5. THE RED BOOK
LEADERS HAVE TO DEVELOP A NEW COGNITIVE CAPABILITY – THE CAPACITY TO SENSE AND ACTUALIZE EMERGING FUTURES.
– The Red Book
The Red Book was written early in May 2000, just after the Alliance Lab had concluded. It is the first published paper documenting the uncovering and development of the U-process. Writing this paper, like conducting the interview process and leading the first Lab, was a time of enormous excitement and opening for me. The very fact of gathering, organizing, and documenting the essence of our work over the past year was an act of deep devotion.
During the entire design process, after the meeting with Brian at Xerox PARC, Otto and I must have had a hundred conversations in coffee houses all over the country as we completed our interviews. During those hours of conversation, we would remain in deep dialogue about every word that would be inserted around the U figure; the guiding principles behind each element of the U; and what the process as a whole could mean for society. We considered the implications for leadership generally and for organizational leadership in particular.
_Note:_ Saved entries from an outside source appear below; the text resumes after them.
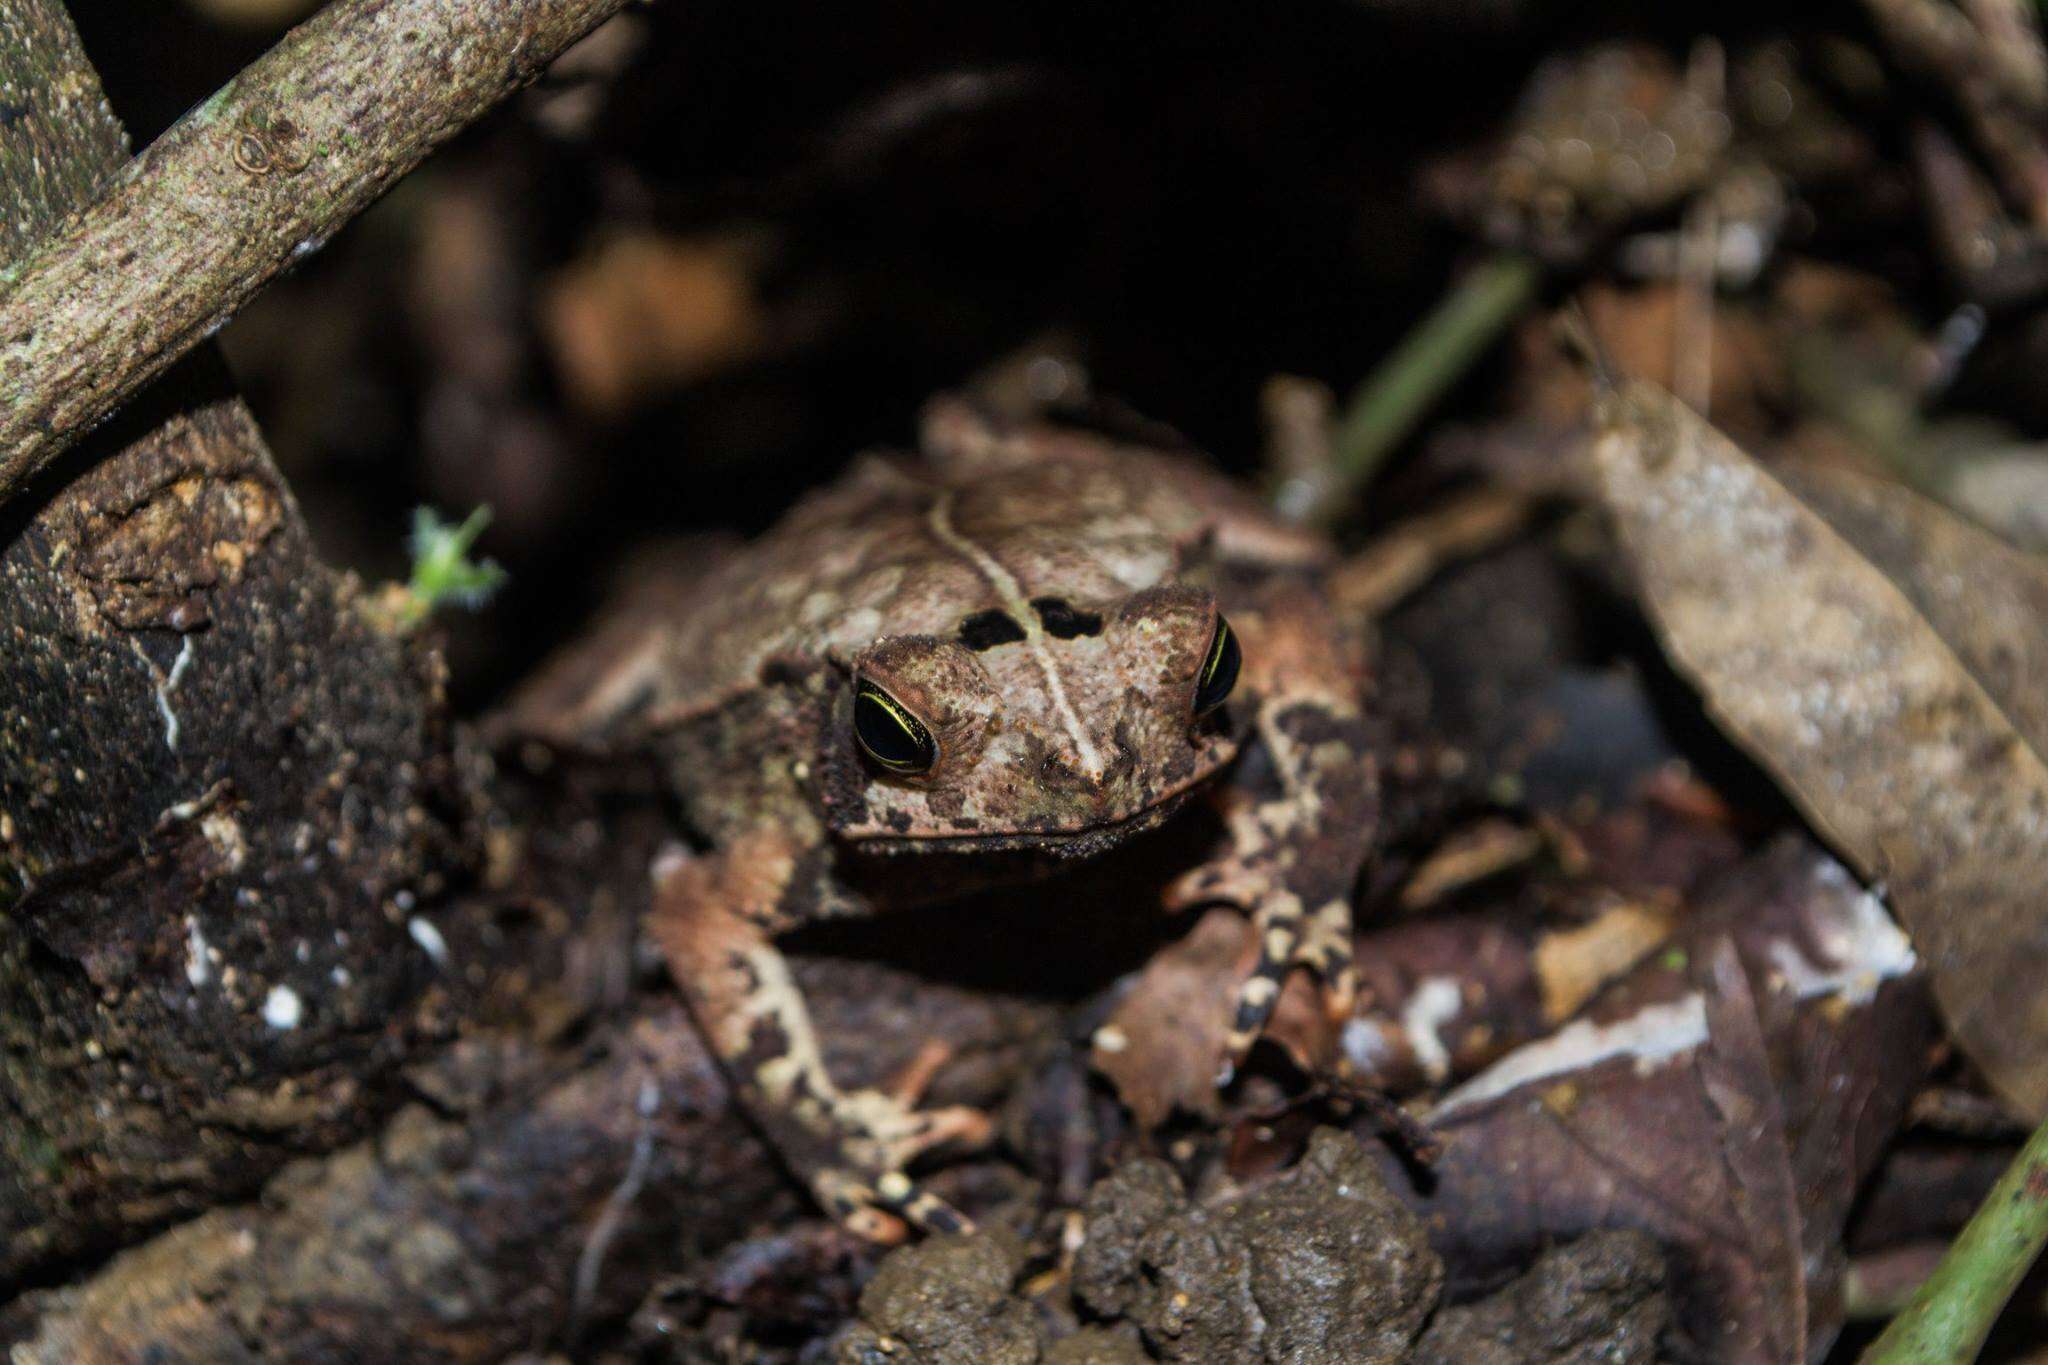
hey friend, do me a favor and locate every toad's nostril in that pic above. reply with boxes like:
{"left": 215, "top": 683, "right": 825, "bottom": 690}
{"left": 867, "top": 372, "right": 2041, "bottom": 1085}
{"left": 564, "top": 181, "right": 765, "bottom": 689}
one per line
{"left": 1038, "top": 746, "right": 1113, "bottom": 790}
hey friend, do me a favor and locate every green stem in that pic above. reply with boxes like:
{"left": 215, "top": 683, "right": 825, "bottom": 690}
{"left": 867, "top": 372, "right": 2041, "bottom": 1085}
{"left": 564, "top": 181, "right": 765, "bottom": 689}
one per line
{"left": 1328, "top": 251, "right": 1541, "bottom": 494}
{"left": 1862, "top": 1112, "right": 2048, "bottom": 1363}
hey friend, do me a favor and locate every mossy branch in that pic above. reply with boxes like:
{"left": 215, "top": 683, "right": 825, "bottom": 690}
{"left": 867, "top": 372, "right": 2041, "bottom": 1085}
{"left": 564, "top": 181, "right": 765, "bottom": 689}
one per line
{"left": 0, "top": 0, "right": 631, "bottom": 506}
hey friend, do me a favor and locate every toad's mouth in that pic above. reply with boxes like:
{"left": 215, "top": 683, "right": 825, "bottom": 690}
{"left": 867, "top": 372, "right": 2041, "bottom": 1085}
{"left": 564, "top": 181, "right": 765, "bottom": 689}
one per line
{"left": 839, "top": 784, "right": 1201, "bottom": 861}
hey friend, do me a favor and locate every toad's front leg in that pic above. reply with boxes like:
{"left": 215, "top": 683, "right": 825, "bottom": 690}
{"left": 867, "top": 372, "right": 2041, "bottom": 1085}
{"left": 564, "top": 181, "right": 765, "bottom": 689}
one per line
{"left": 1167, "top": 581, "right": 1379, "bottom": 1082}
{"left": 647, "top": 828, "right": 992, "bottom": 1243}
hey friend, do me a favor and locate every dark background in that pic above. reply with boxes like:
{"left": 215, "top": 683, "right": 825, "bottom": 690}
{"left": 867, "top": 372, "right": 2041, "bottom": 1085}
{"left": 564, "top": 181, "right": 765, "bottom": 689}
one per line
{"left": 62, "top": 0, "right": 1946, "bottom": 712}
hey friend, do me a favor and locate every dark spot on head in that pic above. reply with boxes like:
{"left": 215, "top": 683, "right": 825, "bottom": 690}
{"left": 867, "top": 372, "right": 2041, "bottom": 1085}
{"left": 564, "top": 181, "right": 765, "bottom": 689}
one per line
{"left": 884, "top": 807, "right": 914, "bottom": 833}
{"left": 958, "top": 608, "right": 1027, "bottom": 650}
{"left": 760, "top": 657, "right": 820, "bottom": 687}
{"left": 1031, "top": 597, "right": 1103, "bottom": 639}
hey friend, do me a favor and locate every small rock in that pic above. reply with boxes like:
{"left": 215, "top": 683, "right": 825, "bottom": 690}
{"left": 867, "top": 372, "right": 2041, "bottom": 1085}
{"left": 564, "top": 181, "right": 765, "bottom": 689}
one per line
{"left": 1410, "top": 1229, "right": 1669, "bottom": 1364}
{"left": 1074, "top": 1128, "right": 1443, "bottom": 1364}
{"left": 838, "top": 1227, "right": 1045, "bottom": 1364}
{"left": 1044, "top": 1324, "right": 1152, "bottom": 1364}
{"left": 1070, "top": 1157, "right": 1190, "bottom": 1320}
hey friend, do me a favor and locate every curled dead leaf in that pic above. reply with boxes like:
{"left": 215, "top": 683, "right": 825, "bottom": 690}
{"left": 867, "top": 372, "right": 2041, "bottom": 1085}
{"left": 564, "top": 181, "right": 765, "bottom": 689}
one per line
{"left": 1398, "top": 839, "right": 1935, "bottom": 1363}
{"left": 1091, "top": 909, "right": 1331, "bottom": 1128}
{"left": 1589, "top": 378, "right": 2048, "bottom": 1117}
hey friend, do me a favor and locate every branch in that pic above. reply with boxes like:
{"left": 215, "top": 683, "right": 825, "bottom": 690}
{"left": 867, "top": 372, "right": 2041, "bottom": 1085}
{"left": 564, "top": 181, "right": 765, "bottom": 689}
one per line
{"left": 0, "top": 0, "right": 632, "bottom": 505}
{"left": 1860, "top": 1109, "right": 2048, "bottom": 1363}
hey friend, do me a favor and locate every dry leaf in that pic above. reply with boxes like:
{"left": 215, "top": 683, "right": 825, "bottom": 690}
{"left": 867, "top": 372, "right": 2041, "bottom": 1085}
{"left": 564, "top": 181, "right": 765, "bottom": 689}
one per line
{"left": 1531, "top": 899, "right": 1677, "bottom": 1023}
{"left": 1096, "top": 799, "right": 1727, "bottom": 1117}
{"left": 1696, "top": 937, "right": 1808, "bottom": 1360}
{"left": 1092, "top": 909, "right": 1330, "bottom": 1127}
{"left": 1394, "top": 817, "right": 1546, "bottom": 911}
{"left": 1399, "top": 839, "right": 1934, "bottom": 1363}
{"left": 1590, "top": 378, "right": 2048, "bottom": 1116}
{"left": 1090, "top": 909, "right": 1240, "bottom": 1127}
{"left": 541, "top": 234, "right": 766, "bottom": 415}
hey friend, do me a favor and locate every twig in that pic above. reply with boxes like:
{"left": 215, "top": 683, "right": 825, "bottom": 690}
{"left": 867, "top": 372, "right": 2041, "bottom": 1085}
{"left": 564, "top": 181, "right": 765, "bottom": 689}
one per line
{"left": 1672, "top": 40, "right": 1724, "bottom": 419}
{"left": 569, "top": 1076, "right": 662, "bottom": 1338}
{"left": 1861, "top": 1109, "right": 2048, "bottom": 1363}
{"left": 1324, "top": 488, "right": 1536, "bottom": 618}
{"left": 1862, "top": 0, "right": 2048, "bottom": 228}
{"left": 1321, "top": 252, "right": 1540, "bottom": 517}
{"left": 0, "top": 0, "right": 632, "bottom": 506}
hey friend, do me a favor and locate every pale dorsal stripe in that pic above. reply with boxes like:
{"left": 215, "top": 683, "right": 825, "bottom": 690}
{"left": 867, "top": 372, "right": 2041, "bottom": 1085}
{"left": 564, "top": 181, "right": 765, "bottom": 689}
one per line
{"left": 927, "top": 491, "right": 1106, "bottom": 779}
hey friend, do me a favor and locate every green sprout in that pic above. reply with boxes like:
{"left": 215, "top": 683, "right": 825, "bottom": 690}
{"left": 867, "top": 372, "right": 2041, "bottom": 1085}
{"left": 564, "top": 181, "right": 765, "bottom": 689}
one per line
{"left": 402, "top": 505, "right": 507, "bottom": 628}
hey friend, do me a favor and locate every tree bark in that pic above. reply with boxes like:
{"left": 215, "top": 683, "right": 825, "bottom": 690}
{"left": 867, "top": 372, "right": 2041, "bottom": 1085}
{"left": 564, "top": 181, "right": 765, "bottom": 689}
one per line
{"left": 0, "top": 0, "right": 460, "bottom": 1286}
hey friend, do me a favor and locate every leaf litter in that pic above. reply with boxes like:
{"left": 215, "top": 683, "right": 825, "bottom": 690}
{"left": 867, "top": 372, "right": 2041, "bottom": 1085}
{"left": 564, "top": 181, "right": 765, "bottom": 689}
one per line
{"left": 1590, "top": 378, "right": 2048, "bottom": 1120}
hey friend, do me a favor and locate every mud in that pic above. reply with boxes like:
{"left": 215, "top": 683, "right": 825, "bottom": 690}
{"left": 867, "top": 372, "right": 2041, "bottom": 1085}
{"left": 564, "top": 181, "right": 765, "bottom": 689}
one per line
{"left": 1410, "top": 1230, "right": 1669, "bottom": 1365}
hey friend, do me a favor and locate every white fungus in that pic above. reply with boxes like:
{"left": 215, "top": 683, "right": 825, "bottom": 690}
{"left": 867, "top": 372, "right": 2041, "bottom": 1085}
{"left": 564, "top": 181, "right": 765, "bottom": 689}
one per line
{"left": 407, "top": 915, "right": 449, "bottom": 969}
{"left": 261, "top": 984, "right": 303, "bottom": 1030}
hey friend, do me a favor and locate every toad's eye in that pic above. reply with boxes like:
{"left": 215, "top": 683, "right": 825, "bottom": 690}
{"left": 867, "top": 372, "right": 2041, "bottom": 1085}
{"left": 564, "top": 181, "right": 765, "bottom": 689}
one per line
{"left": 1193, "top": 615, "right": 1241, "bottom": 716}
{"left": 853, "top": 681, "right": 938, "bottom": 775}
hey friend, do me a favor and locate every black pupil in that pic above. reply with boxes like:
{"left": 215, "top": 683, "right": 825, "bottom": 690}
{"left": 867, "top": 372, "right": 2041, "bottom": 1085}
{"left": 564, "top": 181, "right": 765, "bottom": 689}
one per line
{"left": 854, "top": 686, "right": 935, "bottom": 772}
{"left": 1194, "top": 617, "right": 1241, "bottom": 715}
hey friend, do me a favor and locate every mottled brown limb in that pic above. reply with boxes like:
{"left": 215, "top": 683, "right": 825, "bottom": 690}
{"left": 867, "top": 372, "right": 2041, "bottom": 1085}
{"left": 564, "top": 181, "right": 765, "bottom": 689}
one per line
{"left": 1165, "top": 577, "right": 1380, "bottom": 1083}
{"left": 0, "top": 0, "right": 460, "bottom": 1287}
{"left": 1324, "top": 488, "right": 1537, "bottom": 621}
{"left": 1194, "top": 696, "right": 1375, "bottom": 1080}
{"left": 0, "top": 0, "right": 634, "bottom": 506}
{"left": 646, "top": 837, "right": 993, "bottom": 1244}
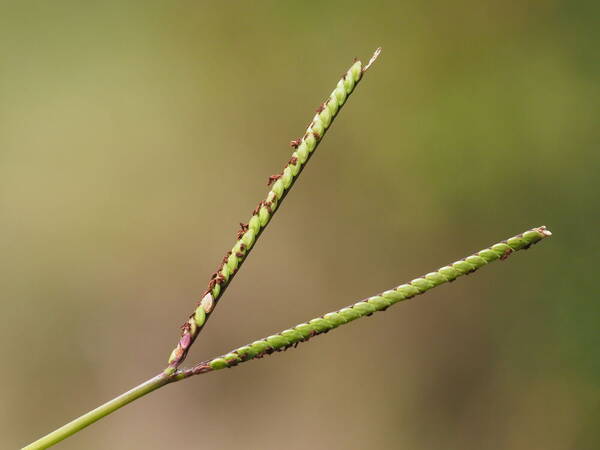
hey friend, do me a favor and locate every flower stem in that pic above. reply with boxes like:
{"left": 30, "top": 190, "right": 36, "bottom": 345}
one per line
{"left": 22, "top": 374, "right": 172, "bottom": 450}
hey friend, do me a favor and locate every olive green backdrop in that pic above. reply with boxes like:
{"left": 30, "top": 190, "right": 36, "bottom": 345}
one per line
{"left": 1, "top": 1, "right": 598, "bottom": 449}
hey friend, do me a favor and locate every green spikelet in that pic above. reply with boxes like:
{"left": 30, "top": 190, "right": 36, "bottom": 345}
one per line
{"left": 165, "top": 49, "right": 382, "bottom": 373}
{"left": 182, "top": 226, "right": 551, "bottom": 376}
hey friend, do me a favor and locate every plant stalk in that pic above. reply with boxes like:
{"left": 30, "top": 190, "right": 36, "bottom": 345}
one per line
{"left": 22, "top": 374, "right": 172, "bottom": 450}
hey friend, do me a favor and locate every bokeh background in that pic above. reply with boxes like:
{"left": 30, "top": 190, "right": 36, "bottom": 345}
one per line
{"left": 1, "top": 1, "right": 598, "bottom": 449}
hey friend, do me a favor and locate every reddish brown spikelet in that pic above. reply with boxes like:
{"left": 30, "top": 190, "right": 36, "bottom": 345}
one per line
{"left": 236, "top": 223, "right": 248, "bottom": 240}
{"left": 214, "top": 273, "right": 226, "bottom": 285}
{"left": 267, "top": 174, "right": 282, "bottom": 186}
{"left": 252, "top": 202, "right": 263, "bottom": 216}
{"left": 500, "top": 247, "right": 513, "bottom": 260}
{"left": 179, "top": 333, "right": 192, "bottom": 350}
{"left": 221, "top": 251, "right": 232, "bottom": 265}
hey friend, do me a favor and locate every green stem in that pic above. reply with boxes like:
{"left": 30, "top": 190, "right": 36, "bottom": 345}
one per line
{"left": 22, "top": 374, "right": 172, "bottom": 450}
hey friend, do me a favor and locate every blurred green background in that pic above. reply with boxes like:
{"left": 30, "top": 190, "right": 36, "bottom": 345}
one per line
{"left": 1, "top": 1, "right": 598, "bottom": 449}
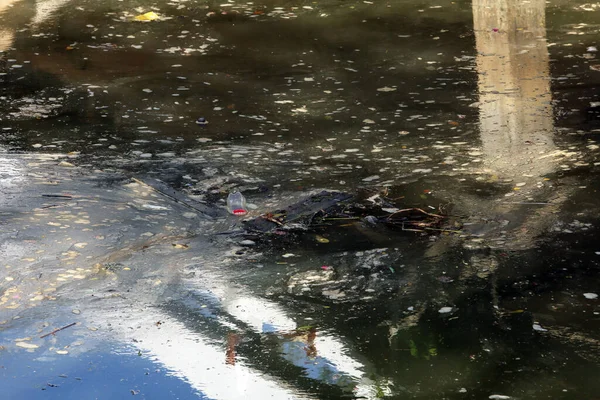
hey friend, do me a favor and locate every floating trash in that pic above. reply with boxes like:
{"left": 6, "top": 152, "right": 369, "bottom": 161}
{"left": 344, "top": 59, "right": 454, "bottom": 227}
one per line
{"left": 227, "top": 191, "right": 247, "bottom": 216}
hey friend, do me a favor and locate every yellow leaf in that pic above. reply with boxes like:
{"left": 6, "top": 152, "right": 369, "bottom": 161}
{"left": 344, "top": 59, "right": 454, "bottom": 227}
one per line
{"left": 315, "top": 235, "right": 329, "bottom": 243}
{"left": 134, "top": 11, "right": 160, "bottom": 21}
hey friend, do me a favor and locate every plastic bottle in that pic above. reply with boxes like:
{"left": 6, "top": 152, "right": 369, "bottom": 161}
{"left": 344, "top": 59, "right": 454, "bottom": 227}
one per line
{"left": 227, "top": 191, "right": 247, "bottom": 216}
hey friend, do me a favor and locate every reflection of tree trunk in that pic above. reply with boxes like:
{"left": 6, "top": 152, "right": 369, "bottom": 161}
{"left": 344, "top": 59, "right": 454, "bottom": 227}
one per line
{"left": 305, "top": 328, "right": 317, "bottom": 358}
{"left": 0, "top": 0, "right": 72, "bottom": 52}
{"left": 31, "top": 0, "right": 72, "bottom": 27}
{"left": 0, "top": 29, "right": 13, "bottom": 52}
{"left": 0, "top": 0, "right": 18, "bottom": 51}
{"left": 226, "top": 332, "right": 239, "bottom": 365}
{"left": 426, "top": 1, "right": 563, "bottom": 261}
{"left": 474, "top": 0, "right": 555, "bottom": 179}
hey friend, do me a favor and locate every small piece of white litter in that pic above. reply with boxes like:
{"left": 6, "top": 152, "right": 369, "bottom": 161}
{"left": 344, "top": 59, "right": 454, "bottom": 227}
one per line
{"left": 362, "top": 175, "right": 380, "bottom": 182}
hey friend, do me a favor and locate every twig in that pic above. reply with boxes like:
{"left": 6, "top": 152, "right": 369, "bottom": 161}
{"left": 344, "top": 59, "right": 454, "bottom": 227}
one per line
{"left": 260, "top": 215, "right": 284, "bottom": 226}
{"left": 423, "top": 227, "right": 463, "bottom": 233}
{"left": 387, "top": 207, "right": 445, "bottom": 220}
{"left": 40, "top": 204, "right": 64, "bottom": 209}
{"left": 401, "top": 224, "right": 425, "bottom": 232}
{"left": 212, "top": 229, "right": 247, "bottom": 236}
{"left": 40, "top": 322, "right": 77, "bottom": 338}
{"left": 388, "top": 196, "right": 405, "bottom": 201}
{"left": 42, "top": 194, "right": 73, "bottom": 199}
{"left": 503, "top": 202, "right": 549, "bottom": 205}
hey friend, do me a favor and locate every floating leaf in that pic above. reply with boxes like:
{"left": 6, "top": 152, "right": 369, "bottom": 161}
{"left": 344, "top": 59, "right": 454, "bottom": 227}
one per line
{"left": 134, "top": 11, "right": 159, "bottom": 21}
{"left": 315, "top": 235, "right": 329, "bottom": 243}
{"left": 16, "top": 342, "right": 39, "bottom": 349}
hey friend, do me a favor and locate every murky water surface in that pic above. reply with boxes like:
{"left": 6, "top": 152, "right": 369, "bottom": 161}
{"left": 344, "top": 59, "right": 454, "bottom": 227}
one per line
{"left": 1, "top": 0, "right": 600, "bottom": 399}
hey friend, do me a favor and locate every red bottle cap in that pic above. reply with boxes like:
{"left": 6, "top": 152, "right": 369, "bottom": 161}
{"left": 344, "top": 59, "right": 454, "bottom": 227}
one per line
{"left": 232, "top": 209, "right": 247, "bottom": 216}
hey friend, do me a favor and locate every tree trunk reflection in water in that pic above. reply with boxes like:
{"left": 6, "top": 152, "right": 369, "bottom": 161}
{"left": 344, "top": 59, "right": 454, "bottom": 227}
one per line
{"left": 474, "top": 0, "right": 555, "bottom": 180}
{"left": 0, "top": 0, "right": 70, "bottom": 51}
{"left": 0, "top": 0, "right": 16, "bottom": 51}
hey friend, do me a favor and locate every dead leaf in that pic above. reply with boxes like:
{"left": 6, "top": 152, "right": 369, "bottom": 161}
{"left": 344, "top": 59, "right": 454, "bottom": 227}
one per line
{"left": 134, "top": 11, "right": 160, "bottom": 21}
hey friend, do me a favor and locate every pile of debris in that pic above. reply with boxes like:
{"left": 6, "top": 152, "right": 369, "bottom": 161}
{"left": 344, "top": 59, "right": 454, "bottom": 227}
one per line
{"left": 243, "top": 190, "right": 452, "bottom": 235}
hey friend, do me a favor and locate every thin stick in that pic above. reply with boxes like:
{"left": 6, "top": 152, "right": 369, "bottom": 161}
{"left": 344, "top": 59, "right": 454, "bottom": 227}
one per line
{"left": 502, "top": 202, "right": 549, "bottom": 205}
{"left": 401, "top": 227, "right": 425, "bottom": 232}
{"left": 423, "top": 227, "right": 463, "bottom": 233}
{"left": 40, "top": 322, "right": 77, "bottom": 338}
{"left": 387, "top": 207, "right": 445, "bottom": 220}
{"left": 40, "top": 204, "right": 63, "bottom": 209}
{"left": 42, "top": 194, "right": 73, "bottom": 199}
{"left": 260, "top": 215, "right": 284, "bottom": 226}
{"left": 213, "top": 229, "right": 247, "bottom": 236}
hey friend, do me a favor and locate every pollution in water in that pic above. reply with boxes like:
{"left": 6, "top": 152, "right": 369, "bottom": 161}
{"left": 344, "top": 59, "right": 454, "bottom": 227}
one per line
{"left": 1, "top": 0, "right": 600, "bottom": 399}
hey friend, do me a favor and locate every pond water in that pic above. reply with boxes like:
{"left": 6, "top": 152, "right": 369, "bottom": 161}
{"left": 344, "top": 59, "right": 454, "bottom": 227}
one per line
{"left": 1, "top": 0, "right": 600, "bottom": 399}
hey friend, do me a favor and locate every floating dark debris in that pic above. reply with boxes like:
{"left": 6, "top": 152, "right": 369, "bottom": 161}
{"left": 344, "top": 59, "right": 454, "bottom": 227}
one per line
{"left": 244, "top": 190, "right": 455, "bottom": 235}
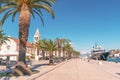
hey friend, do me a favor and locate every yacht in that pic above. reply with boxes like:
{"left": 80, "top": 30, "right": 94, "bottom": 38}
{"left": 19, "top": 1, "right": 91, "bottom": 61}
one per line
{"left": 91, "top": 44, "right": 110, "bottom": 60}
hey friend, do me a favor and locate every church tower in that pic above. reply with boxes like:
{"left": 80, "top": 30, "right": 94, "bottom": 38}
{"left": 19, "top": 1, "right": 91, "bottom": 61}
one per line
{"left": 34, "top": 28, "right": 40, "bottom": 43}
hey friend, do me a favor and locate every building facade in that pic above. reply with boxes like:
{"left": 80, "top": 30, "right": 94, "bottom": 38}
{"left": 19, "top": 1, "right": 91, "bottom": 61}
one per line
{"left": 0, "top": 31, "right": 34, "bottom": 60}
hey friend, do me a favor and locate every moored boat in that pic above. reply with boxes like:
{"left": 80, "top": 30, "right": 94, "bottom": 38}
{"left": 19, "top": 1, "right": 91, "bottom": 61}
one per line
{"left": 91, "top": 44, "right": 110, "bottom": 60}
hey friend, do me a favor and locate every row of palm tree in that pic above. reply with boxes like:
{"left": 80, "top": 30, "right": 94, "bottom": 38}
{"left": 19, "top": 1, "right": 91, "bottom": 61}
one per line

Throughout those months, we spoke often of the lessons learned and chronicled in Synchronicity; how those lessons about sensing and actualizing emerging futures provided a foundation for our current work; and how we had, in fact, been living that very process while uncovering the balance of the knowledge needed to complete the circle. In these conversations, the field present during the dialogue with Brian was also present with us and enabled us to continue to learn at a deeper level. We were living the process as we created it.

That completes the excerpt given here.